I have always gone to church. Always. I was born into the church of my parents and grandparents and was baptized there. Throughout my childhood my family and I were at church every Sunday. My siblings and I received awards for perfect attendance every September on Rally Day. Once I fell down our basement steps about thirty minutes before we were to leave the house for church. I tore my panty hose, bruised my elbow and skinned both knees. We went to church anyway. But it was never a burden or an onerous obligation. I loved church. I loved Sunday school. I loved vacation Bible school in the summertime. And I loved God and Jesus.
The church I grew up in, the church where my grandparents and parents were married, the church where I was married and my children were baptized, is a very old church. Founded in 1770, with construction completed in 1776, the church is visible somewhere in the background of every historic photograph of my hometown. Its steeple served as a lookout point during the Civil War. To me, a girl whose presence in the congregation began nearly two hundred years into the church’s history, it seems as if it has always been there. Certainly it has always been in my life.
That church was a second home to me. It is astonishingly beautiful, full of stained-glass windows by Tiffany and boasting a Moller pipe organ. The pews have velvet-covered cushions and the Communion cups are tiny pewter goblets. There are mosaics and a vaulted arch and candelabra that hold smooth white candles. It is stunning, awe-inspiring, and humbling. It was in this church that I experienced, as a young child, my first numinous emotions, although I didn’t understand what they were, didn’t have words to describe them and didn’t know there was a name for such deep feelings until I took an anthropology course as a college freshman.
I loved my church life. There was a poetry and a mysticism to the words of the Scriptures, to the liturgy and to the order of worship we followed. I loved returning to our pew from the Communion rail with my parents, after they received the sacrament and I received a blessing. My mother would turn to kiss me and I would smell the red wine on her lips and feel very much at peace. By the time I was six or seven I had the service memorized. Most merciful God, we confess that we are in bondage to sin and cannot free ourselves . . .
How comforting it was to know that I had no power to save myself, that my salvation is out of my hands and already promised by the unimaginable sacrifice of Jesus. How calming and steadying to be surrounded by a community of believers, to grow up with teachers and choir directors and youth ministers and fellow congregants who loved me and cared about what happened to me.
For many years I have lived approximately ninety miles, one way, from the church of my youth.

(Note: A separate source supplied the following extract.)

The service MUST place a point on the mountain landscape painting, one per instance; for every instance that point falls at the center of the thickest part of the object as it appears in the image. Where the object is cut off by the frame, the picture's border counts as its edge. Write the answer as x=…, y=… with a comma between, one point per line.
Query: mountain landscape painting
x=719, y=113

I attend services there whenever I can but it is not often. Every time I do, it is like coming home. There is a certain smell to the building that defies description. It is not a bad smell, nor is it a floral smell. It is not the smell of cleaning products or mustiness or old books or even of candles and melted wax. It is just what it is and I would recognize that smell, in the dark, one hundred years from now. The interior of the sanctuary has not changed at all. It could be 1975 or 1983 or 2006 every time I step inside. It feels familiar, comfortable, eternal.
Today I read the obituary of a ninety-four year old woman I have known all my life, a woman who, like me and my family, has always called that church her home. It was startling to read of her passing, to realize that the next time I attend a service there, she won’t be there. Something I have always been able to rely upon when I return to this church is the familiar faces I will see. People I have known all my life, grown-ups who taught me in Sunday school or who brought the most delicious Texas sheet cakes to church picnics in Doub’s Woods, kids I grew up with, sang in the youth choir with, served as an acolyte with. It’s true that I can’t look across the crowded expanse of Mary-Martha Hall during coffee hour after church and see my grandparents sitting together, or find an aunt or an uncle standing on the Oriental carpet drinking lemon punch from a styrofoam cup. They are all gone now. And that’s why the passing of a woman I knew so well jars me. There may well come a time when I walk into that church and no longer recognize anyone from my youth. They can renovate the bathroom, rearrange the furniture in the public spaces, change the refreshments they serve, even indulge the younger crowd with “contemporary” services and praise band theatrics, but as long as I can walk in those doors and see some of the same faces I have known since I was a baby, it will still be home. I wonder what it will feel like when I am the stranger.
This worry isn’t all-consuming. And it’s not even a worry. Not really. God has given me a home and a family, both within the church, and external to the church. I carry my memories and my love for Him inside of me. Those things cannot be destroyed or taken away, and even the passage of time will not erode them. People will come and people will go. Even the church may be gone eventually. I have been perhaps too fond of the things of this world, forgetting that the physical is far less important than the spiritual. I have the promise of my eternal home, where I will rest in Him. For we know that if the earthly tent we live in is destroyed, we have a building from God, a house not made with hands, eternal in the heavens.